According to Colangelo, those people favor a "hyperconservative progression" for Embiid.
"Will he be ramping that up throughout the preseason?" Colangelo said. "Yes. How many games, we're not certain. Is it every game? We don't know. That will be based on what we're told."
Colangelo said he was optimistic the Sixers and Embiid could agree to a contract extension before the Oct. 16 deadline.
Colangelo said there were some unspecified criteria Embiid needed to hit before he was cleared for five-on-five drills.
"It's not about being ready for the first practice or the first game," Colangelo said. "And he will be out there for the first practice and the first game. The question is how much, how little, if at all. Those things will be determined by certain criteria along the way."
Embiid averaged 20.2 points and 7.8 rebounds last season.
Colangelo also discussed the status of 2016 No. 1 draft pick Ben Simmons, who he says has no restrictions with playing time.
"He's been playing five-on-five and competing for some time now," he said, adding that Simmons has been "dominating the gym" during the team's informal five-on-five games at their practice facility in Camden.
Simmons broke the fifth metatarsal in his right foot on the final day of training camp in 2016 after stepping on Shawn Long's foot.
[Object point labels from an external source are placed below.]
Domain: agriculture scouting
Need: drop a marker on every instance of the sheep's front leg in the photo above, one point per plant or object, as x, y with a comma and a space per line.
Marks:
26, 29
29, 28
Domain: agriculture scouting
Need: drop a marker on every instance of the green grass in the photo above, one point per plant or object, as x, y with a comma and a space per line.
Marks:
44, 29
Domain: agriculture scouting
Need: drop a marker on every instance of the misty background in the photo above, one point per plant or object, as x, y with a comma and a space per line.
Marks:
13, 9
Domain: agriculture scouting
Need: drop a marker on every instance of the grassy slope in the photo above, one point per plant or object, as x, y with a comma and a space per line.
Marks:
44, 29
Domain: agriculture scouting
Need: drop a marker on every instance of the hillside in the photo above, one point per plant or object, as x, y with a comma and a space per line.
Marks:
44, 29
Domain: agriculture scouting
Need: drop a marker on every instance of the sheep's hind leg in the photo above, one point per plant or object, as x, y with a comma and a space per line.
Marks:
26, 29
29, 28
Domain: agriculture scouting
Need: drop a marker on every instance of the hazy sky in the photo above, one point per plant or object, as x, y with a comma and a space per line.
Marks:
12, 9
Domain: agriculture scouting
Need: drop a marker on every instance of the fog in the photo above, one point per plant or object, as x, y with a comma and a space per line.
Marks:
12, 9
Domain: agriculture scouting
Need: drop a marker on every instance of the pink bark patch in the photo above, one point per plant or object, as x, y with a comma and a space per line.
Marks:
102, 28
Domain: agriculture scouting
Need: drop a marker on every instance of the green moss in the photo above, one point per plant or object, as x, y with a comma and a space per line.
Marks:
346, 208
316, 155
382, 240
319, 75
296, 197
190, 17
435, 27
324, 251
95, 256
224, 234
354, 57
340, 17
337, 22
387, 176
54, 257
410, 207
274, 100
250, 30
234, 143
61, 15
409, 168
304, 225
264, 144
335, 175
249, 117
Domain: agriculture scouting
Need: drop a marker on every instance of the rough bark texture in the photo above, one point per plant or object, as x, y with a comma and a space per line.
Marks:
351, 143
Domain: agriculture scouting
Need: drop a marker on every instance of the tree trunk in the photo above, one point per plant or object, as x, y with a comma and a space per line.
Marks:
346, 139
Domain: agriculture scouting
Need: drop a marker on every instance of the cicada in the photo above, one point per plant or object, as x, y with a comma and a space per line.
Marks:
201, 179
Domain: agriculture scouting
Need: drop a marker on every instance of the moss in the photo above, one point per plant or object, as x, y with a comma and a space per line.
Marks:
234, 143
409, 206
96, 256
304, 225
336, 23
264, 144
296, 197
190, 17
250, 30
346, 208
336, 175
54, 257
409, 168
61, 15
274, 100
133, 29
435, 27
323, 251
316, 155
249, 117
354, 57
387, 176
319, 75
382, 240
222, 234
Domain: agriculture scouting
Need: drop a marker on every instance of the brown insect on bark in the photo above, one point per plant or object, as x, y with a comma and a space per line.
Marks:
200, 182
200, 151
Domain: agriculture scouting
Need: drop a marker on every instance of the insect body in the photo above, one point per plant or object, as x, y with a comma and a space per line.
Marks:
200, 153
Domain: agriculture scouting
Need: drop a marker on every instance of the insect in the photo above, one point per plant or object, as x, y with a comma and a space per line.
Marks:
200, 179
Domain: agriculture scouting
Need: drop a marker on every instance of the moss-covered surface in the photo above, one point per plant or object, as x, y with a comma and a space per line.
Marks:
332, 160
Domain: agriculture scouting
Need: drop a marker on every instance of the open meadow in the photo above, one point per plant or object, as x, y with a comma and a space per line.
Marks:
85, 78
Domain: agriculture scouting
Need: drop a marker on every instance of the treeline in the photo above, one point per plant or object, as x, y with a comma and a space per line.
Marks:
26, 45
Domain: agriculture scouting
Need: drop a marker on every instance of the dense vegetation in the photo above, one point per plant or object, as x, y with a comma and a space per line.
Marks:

The initial prognosis was a three- to four-month recovery time, but the team announced in February that it was shutting him down for the remainder of the season after tests revealed his foot was not fully healed.
Now completely healthy, Simmons has really impressed Brown, particularly with his quickness.
"When you talk about his sheer body, his athleticism, there is a breakaway speed that is jaw-dropping," Brown said. Brown even drew comparisons between Simmons and world-class sprinter Usain Bolt.
"We watch him go from A to B, his first step and a half ... if you interviewed world-class sprint coaches, they would talk about that. His first steps are elite.
"It's jaw-dropping at times, his ability to cover ground."
Information from The Associated Press was used in this report.